UPD: The question What is the reason JavaScript setTimeout is so inaccurate? asks why the timers in JavaScript are inaccurate in general and all mentions of the inaccuracy are about invocations slightly after the specified delay. Here I'm asking why NodeJS tolerates also invocations even before the delay? Isn't it an error-prone design of the timers?

Just found an unexpected (to me only?) behaviour of NodeJS setTimeout(). Some times it triggers earlier than the specified delay.

function main() {
  let count = 100;
  while (count--) {
    const start = process.hrtime();
    const delay = Math.floor(Math.random() * 1000);

    setTimeout(() => {
      const end = process.hrtime(start);
      const elapsed = (end[0] * 1000 + end[1]/1e6);
      const dt = elapsed - delay;
      if (dt < 0) {
        console.log('triggered before delay', delay, dt);
      }
    }, delay);
  }
}

main();

On my laptop output is:

$ node --version
$ v8.7.0

$ node test.js
triggered before delay 73 -0.156439000000006
triggered before delay 364 -0.028260999999986325
triggered before delay 408 -0.1185689999999795
triggered before delay 598 -0.19596799999999348
triggered before delay 750 -0.351709000000028

Is it a "feature" of the event loop? I always thought that it must be triggered at least after delay ms.

Upvotes: 3

Views: 1296

Answers (2)

a.v
a.v

Reputation: 1

From node timers doc, about settimeout:

The only guarantee is that the timeout will not execute sooner than the declared timeout interval

Upvotes: -1

Dave Newton
Dave Newton

Reputation: 160170

From the NodeJS docs:

The callback will likely not be invoked in precisely delay milliseconds. Node.js makes no guarantees about the exact timing of when callbacks will fire, nor of their ordering. The callback will be called as close as possible to the time specified.

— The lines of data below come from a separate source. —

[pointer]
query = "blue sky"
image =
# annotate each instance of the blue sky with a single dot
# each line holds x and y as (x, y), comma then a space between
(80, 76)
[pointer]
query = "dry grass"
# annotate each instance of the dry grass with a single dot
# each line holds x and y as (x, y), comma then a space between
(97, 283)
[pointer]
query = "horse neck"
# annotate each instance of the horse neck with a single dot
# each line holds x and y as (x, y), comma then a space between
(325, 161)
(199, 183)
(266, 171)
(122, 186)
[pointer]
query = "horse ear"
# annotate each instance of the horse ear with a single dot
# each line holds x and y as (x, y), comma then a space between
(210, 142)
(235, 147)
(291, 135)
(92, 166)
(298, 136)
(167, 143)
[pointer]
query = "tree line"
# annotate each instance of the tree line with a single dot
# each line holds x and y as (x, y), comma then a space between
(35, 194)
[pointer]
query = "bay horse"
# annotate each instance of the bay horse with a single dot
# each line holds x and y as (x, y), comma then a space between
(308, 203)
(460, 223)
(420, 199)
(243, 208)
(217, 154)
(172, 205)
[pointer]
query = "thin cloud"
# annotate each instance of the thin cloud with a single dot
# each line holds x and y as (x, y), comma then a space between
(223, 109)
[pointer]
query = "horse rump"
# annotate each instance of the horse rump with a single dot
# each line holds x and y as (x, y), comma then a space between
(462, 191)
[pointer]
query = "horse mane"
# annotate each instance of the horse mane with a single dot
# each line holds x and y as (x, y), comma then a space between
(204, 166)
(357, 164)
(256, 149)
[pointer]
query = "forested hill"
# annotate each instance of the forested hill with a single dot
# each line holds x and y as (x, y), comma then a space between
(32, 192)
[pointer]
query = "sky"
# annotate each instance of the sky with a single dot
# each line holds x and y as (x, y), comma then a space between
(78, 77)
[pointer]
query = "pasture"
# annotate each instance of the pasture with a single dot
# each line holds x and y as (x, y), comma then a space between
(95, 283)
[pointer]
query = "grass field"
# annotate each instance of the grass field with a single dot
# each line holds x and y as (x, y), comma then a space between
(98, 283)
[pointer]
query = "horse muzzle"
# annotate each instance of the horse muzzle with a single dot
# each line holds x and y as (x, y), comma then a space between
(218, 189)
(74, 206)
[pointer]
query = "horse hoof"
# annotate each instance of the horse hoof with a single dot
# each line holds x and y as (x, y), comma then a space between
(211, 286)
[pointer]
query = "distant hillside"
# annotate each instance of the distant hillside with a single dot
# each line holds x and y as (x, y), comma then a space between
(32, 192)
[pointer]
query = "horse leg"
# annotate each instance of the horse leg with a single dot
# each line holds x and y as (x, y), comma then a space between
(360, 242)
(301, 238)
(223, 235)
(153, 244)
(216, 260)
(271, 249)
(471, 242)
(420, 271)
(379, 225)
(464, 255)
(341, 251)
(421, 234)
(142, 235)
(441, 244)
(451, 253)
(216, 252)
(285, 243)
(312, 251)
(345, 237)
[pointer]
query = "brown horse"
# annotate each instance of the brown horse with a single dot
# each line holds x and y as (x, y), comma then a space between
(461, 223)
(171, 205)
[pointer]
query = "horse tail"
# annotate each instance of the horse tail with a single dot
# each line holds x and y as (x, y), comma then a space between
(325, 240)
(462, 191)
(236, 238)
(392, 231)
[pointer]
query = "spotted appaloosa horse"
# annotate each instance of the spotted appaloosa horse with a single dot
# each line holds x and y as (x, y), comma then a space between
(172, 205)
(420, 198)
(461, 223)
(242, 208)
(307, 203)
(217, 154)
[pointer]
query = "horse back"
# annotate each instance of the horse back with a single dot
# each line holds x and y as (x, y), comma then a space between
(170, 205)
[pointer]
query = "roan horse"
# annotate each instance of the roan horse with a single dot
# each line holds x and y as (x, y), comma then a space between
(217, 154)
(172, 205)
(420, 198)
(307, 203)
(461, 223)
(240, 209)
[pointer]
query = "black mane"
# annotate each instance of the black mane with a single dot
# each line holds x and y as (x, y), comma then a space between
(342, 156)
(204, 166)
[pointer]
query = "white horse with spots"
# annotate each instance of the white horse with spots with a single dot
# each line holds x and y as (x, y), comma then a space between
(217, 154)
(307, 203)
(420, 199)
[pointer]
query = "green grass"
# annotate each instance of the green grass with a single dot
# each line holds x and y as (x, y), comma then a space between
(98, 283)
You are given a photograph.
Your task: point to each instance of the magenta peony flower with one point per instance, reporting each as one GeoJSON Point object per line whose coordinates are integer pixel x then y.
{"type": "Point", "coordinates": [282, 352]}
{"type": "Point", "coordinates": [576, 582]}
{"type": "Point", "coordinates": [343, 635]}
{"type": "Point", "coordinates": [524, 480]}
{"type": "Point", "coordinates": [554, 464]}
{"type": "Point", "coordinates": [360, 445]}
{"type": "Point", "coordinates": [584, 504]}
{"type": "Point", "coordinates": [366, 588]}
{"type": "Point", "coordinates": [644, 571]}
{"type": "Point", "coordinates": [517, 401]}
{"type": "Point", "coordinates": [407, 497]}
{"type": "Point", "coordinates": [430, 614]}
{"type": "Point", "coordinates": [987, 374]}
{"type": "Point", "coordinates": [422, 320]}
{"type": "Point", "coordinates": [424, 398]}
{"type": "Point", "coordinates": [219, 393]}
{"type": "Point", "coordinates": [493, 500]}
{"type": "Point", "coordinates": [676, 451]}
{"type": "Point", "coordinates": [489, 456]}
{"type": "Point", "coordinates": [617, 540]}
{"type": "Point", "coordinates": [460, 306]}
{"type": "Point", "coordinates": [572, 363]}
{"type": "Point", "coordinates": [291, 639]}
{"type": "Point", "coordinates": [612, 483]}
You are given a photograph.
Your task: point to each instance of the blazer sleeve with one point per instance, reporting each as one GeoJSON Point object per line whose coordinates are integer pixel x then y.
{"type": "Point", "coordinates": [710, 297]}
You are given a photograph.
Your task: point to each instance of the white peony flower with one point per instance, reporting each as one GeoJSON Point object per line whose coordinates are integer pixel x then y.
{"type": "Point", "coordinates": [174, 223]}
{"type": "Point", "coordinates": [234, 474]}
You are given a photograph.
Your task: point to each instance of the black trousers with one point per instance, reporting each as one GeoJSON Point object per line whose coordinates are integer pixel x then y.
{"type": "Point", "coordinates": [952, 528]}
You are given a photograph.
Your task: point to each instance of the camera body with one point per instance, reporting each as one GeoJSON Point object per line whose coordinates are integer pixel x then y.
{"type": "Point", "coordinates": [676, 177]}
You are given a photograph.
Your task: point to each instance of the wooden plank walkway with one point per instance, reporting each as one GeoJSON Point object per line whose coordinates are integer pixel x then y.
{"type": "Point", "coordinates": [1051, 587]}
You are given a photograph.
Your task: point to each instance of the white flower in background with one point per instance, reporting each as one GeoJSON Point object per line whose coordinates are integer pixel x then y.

As you increase the number of intervals (you have 100) the accuracy decreases, e.g., with 1000 intervals accuracy is even worse. With ten it's much better. As NodeJS has to track more intervals its accuracy will decrease.

We can posit the algorithm has a "reasonable delta" that determines final accuracy, and it does not include checking to make sure it's after the specified interval. That said, it's easy enough to find out with some digging in the source.